7.5.12

Ocho.


8

Lo único que se escuchaba en esa fría cocina era el sonido del vino siendo servido en las copas. Ella no paraba de sonreír, pero no porque tuviera motivos, sino porque era su única forma de aguantar esas ganas de reír. Terminó de servir y volteó para decir lo primero que saliera de su boca, como venía haciendo en toda la mañana, así fuera un absurdo Salud, en brindis al silencio incómodo o a la risa incontrolable.

-No tienes que dar explicaciones. Entiendo- le dijo su mamá.

Ella ignoraba totalmente de qué hablaba su madre, por un momento pensó que a lo mejor en su casa el fenómeno se daba para todos y su mamá también había perdido el reflejo, la sombra y tal vez algo más.

-         No sé qué me dirás ahora, pero estás en toda la libertad de hacerlo, y yo de aceptarlo y escucharlo- le decía su mamá sin apartarle la mirada-. Pueden suceder cosas que aún no entiendas, pero que son inevitables, los gritos anoche lo confirman. Lo que llamaste es muy fuerte.

Si su hija no estaba perdida antes, aquí ya la conversación se le salía de la risa y de las manos. 
-         Gracias por el vino. Brindemos, que ya es hora-, y de un sorbo, el vino en la copa de su madre se acabó.
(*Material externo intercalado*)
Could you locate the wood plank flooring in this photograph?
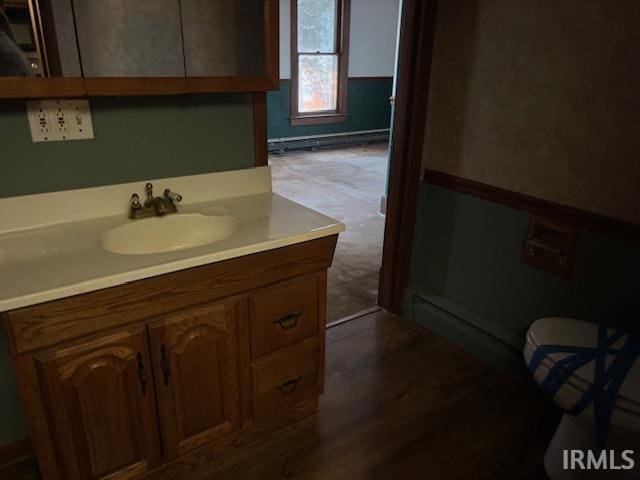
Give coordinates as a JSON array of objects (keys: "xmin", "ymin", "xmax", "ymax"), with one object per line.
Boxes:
[
  {"xmin": 0, "ymin": 312, "xmax": 559, "ymax": 480},
  {"xmin": 269, "ymin": 144, "xmax": 388, "ymax": 322}
]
Era cierto, el vino ayudó a quitar el miedo de la mirada de su madre, pero porque éste estaba viajando ahora por todo el torrente sanguíneo de su hija. Un miedo cálido, un miedo que quería abrigarla y que era suavemente refrescado por el vino rojo.

Terminó su copa de vino y se sirvió para ellas otras dos. Brindaron porque sí y volvieron a tomar. A su mamá ahora la abrigaba un aura de tranquilidad, una tranquilidad que le picaba a su hija en los ojos, porque una imagen como esa asustaba. Nunca habría imaginado ver a su madre de aquella manera. Desde pequeña siempre la recordó con miedo, con odios y muchos sufrimientos. Tal vez por las frecuentes salidas de su padre, por tener que cuidarlas a ella y su hermana o porque simplemente, como le parecía a ella, su madre era un ser de sufrimiento y miedo. Sin embargo, esa noche de lunes su madre parecía otra, como si, en su ausencia, se arrancara el miedo que tenía encima, como si cambiara de piel.

Piel. Recordó su comezón que en todo el día la seguía y se aliviaba un poco al hablar, pero que ahora le picaba más porque su madre había sido quien tomó la voz en la conversación más extraña con ella. Sabía que culpar el vino era una salida muy fácil, en su adolescencia su madre había tomado lo suficiente como para aguantar cinco botellas de vino. Dos copas no le harían daño. Además, sus palabras fueron antes de esas copas. Sus palabras venían de otro lugar.